Las luces que se apagan: encontraron el cuerpo de Sheila Ayala
Las excusas no alcanzan. La nena apareció muerta en un terreno lindero a la casa de su padre. Sus tíos confesaron el crimen.
A los diez años estás en primaria y te juntás a jugar con tus amigos y amigas. A los diez empezás a explorar lo que el mundo, más o menos lindo, tiene para darte. Muchas veces al final del túnel sólo hay oscuridad, pero hay luces que brillan aunque no lo podamos notar.
En realidad poco importa las razones por las que asesinaron a Sheila. Poco importan porque ella está muerta. En realidad, asesinada. Ella no desistió de la vida, de los juegos, del colegio y las amistades. Ella no agotó sus deseos de andar y desandar caminos de cemento o barro.
En un instante, violento, todo esto se apagó. Todo esto apagaron. La niñez, los sueños y deseos. Poco importa por qué fue, cuando la única certeza es que fue violento y abusivo.
A Sheila la metieron en una bolsa de basura. La tiraron a un costado, entre escombros. Como si fuera un cacho de carne en mal estado, papeles sucios y latas tiradas.
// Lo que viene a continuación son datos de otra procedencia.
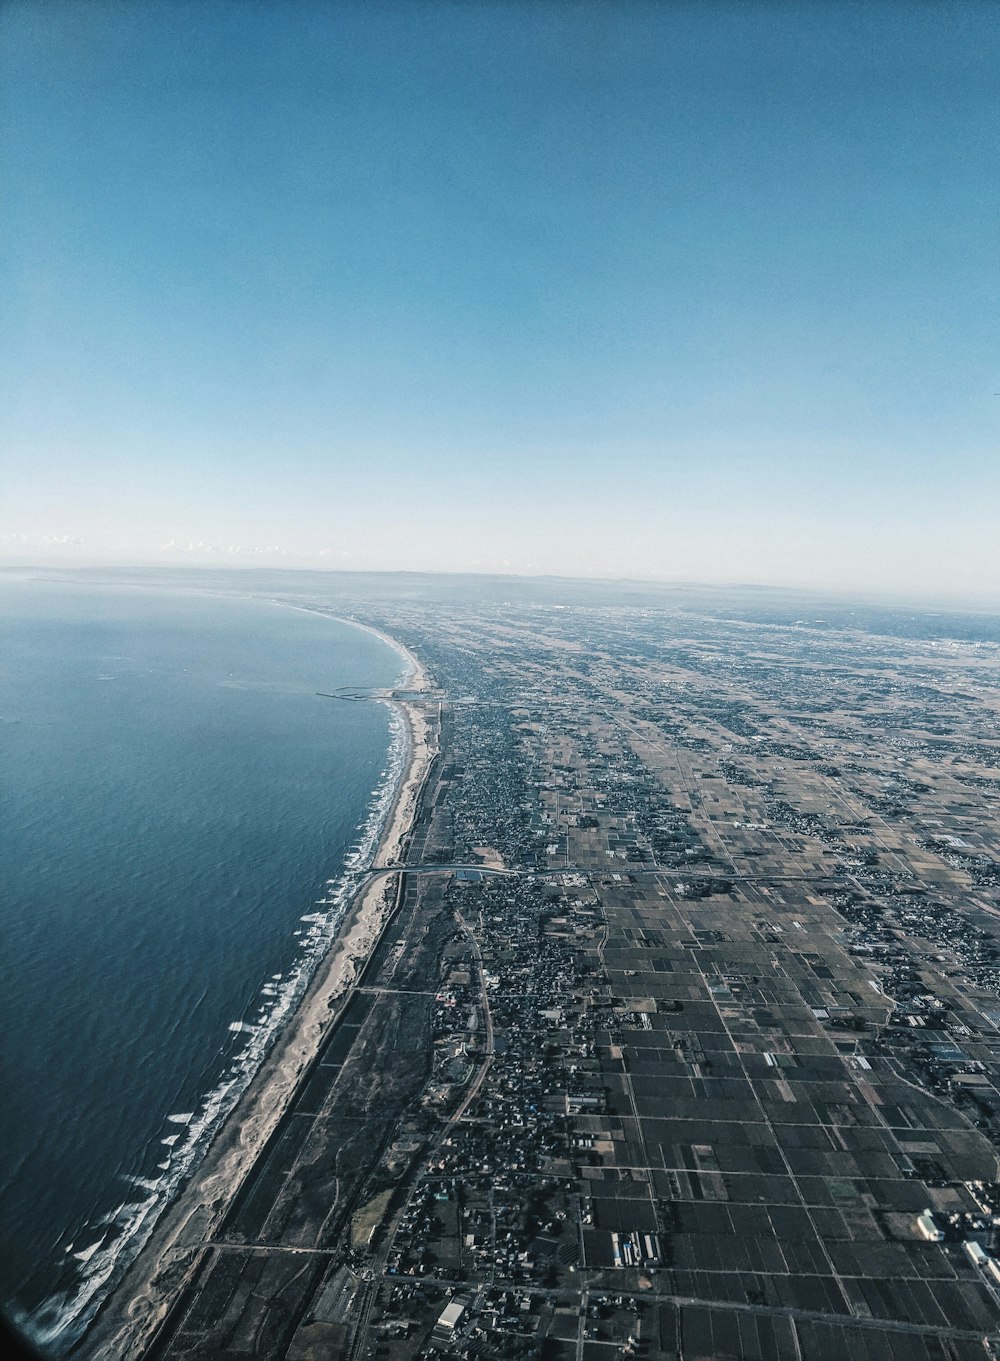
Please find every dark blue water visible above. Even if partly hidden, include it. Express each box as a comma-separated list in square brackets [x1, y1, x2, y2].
[0, 576, 403, 1349]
Por un momento, la humanidad se disoció del cuerpo de una niña pequeña, frágil y vulnerable.
En un terreno contiguo a la casa de su padre, en el barrio de Trujuy, la encontraron. La encontraron en el mismo lugar que, desde el domingo, estuvieron rastrillando. En una bolsa, en un espacio angosto entre dos paredes, al lado de la casa de sus tíos en la localidad de San Miguel.
Luego de la aparición del cuerpo trascendieron los culpables: Leonela, su tía paterna, junto a su pareja Fabián Gonzalez. Ambos negaron recordar cómo llegaron a la situación del crimen y admitieron que habían consumido drogas y alcohol al momento del hecho.
Como algo que se consume y se desecha cuando ya no sirve. Como material descartable, que pierde valor después de usarse.
Nos acostumbramos a encontrar mujeres, niñas y adolescentes muertas, entre excremento y agua estancada. No se trata de destino, se trata de injusticia.